In a new small bowl, add the peanut butter. Stir in one tbsp of the confections sugar at a time, making sure to mash out any lumps, until the peanut butter forms a dough. It should be touchable, like cookie dough, but try to add as little sugar as possible.
Take about 5-8 cupcake liners- if you are using single-use liners, you should put them in a cupcake tin, it will help them stay in the right shape; but if you are using silicone liners, they are more firm, you don’t need to put them in a tin.

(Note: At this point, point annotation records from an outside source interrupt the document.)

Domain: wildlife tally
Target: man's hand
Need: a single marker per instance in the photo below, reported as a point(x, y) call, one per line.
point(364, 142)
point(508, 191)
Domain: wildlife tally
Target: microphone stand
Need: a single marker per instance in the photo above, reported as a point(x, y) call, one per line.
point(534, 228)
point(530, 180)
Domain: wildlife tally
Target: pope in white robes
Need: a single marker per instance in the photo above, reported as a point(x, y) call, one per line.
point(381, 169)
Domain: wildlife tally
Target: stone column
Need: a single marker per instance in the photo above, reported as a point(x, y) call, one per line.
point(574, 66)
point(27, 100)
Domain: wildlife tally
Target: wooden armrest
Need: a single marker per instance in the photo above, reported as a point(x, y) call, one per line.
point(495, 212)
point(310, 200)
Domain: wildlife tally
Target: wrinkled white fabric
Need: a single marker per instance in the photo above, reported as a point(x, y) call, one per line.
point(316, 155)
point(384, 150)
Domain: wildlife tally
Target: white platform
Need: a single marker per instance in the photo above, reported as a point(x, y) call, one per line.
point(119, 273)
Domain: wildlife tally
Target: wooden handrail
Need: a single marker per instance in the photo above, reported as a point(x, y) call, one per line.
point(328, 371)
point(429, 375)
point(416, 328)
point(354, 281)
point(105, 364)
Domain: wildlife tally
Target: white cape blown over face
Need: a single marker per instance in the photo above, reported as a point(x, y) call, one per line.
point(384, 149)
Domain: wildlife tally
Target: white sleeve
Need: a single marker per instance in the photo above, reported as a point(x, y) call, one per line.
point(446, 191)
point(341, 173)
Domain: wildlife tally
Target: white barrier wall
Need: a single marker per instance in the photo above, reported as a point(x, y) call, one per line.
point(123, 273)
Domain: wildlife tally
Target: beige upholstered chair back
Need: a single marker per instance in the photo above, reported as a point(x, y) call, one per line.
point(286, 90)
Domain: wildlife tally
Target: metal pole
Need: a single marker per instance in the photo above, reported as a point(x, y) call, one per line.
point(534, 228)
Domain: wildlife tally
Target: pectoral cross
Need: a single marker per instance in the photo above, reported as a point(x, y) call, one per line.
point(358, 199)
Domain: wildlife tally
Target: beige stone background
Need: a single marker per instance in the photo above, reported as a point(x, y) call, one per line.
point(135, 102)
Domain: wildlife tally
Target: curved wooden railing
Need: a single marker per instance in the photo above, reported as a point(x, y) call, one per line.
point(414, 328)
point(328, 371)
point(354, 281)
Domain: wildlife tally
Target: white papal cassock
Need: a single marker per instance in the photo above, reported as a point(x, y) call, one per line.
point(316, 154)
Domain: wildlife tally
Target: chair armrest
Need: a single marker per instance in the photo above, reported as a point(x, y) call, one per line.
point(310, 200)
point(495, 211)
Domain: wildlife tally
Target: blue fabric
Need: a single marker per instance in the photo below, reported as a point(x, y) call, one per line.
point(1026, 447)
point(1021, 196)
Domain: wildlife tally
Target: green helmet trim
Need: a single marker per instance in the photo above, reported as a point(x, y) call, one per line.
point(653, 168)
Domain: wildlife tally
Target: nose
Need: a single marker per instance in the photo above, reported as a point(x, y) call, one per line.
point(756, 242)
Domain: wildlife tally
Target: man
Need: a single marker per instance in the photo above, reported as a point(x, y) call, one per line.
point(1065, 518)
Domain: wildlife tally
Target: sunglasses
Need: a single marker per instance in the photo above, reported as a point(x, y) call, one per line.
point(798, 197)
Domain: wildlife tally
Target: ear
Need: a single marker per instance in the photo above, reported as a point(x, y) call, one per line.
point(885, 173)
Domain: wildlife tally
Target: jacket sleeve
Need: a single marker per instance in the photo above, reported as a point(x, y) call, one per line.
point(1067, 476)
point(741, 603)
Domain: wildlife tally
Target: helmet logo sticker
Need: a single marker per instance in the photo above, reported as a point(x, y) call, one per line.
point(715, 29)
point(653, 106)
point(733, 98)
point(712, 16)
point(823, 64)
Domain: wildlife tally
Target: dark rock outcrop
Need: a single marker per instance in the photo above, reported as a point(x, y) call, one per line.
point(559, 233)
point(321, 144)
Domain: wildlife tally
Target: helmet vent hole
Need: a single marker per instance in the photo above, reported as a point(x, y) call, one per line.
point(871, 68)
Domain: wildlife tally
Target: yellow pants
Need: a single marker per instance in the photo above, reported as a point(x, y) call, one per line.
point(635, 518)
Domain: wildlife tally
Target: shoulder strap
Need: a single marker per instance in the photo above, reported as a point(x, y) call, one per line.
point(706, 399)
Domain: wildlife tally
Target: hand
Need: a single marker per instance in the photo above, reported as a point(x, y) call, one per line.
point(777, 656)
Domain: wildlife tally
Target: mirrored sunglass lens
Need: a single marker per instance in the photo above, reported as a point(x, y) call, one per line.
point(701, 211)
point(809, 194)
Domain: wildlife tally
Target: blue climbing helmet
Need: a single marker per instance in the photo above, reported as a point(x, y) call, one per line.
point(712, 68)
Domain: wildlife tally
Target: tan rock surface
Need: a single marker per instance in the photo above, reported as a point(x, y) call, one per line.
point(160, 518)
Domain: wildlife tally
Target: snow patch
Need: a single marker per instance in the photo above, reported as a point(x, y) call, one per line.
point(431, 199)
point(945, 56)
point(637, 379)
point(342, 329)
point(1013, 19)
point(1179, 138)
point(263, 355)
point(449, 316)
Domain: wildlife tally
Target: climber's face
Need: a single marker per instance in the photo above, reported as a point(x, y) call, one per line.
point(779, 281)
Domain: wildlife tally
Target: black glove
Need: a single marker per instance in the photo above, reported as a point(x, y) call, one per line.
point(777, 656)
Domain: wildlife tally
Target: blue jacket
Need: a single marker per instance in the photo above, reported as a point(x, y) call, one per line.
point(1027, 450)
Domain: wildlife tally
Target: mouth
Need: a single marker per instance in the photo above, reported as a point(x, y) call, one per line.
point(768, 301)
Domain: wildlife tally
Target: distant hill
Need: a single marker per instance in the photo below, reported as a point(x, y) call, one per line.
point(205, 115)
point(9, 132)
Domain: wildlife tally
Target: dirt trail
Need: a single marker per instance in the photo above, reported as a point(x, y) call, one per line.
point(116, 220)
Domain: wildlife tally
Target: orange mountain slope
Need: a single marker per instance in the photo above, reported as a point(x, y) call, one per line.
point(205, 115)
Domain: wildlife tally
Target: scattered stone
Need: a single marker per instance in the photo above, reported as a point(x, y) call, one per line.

Pour about 1/2 a tbsp of the chocolate mixture in a liner, or just enough to cover the bottom about 1 cm. Roll the liner around a bit, to get the chocolate up the sides, about 1 cm. Roll 1/2 tbsp of the peanut butter mixture in your hands to form a small disk, a little bigger than an inch. Place on top of the chocolate and then pour 1/2 tsp more chocolate on top, covering the chocolate disk. Repeat for the rest of the cups. Cool in fridge for about 10 minute, or until the chocolate is matte and hardened. Take out of the fridge and peel off the cupcake liners. Place peanut butter cups in a container and store in fridge or on a cool counter. Enjoy!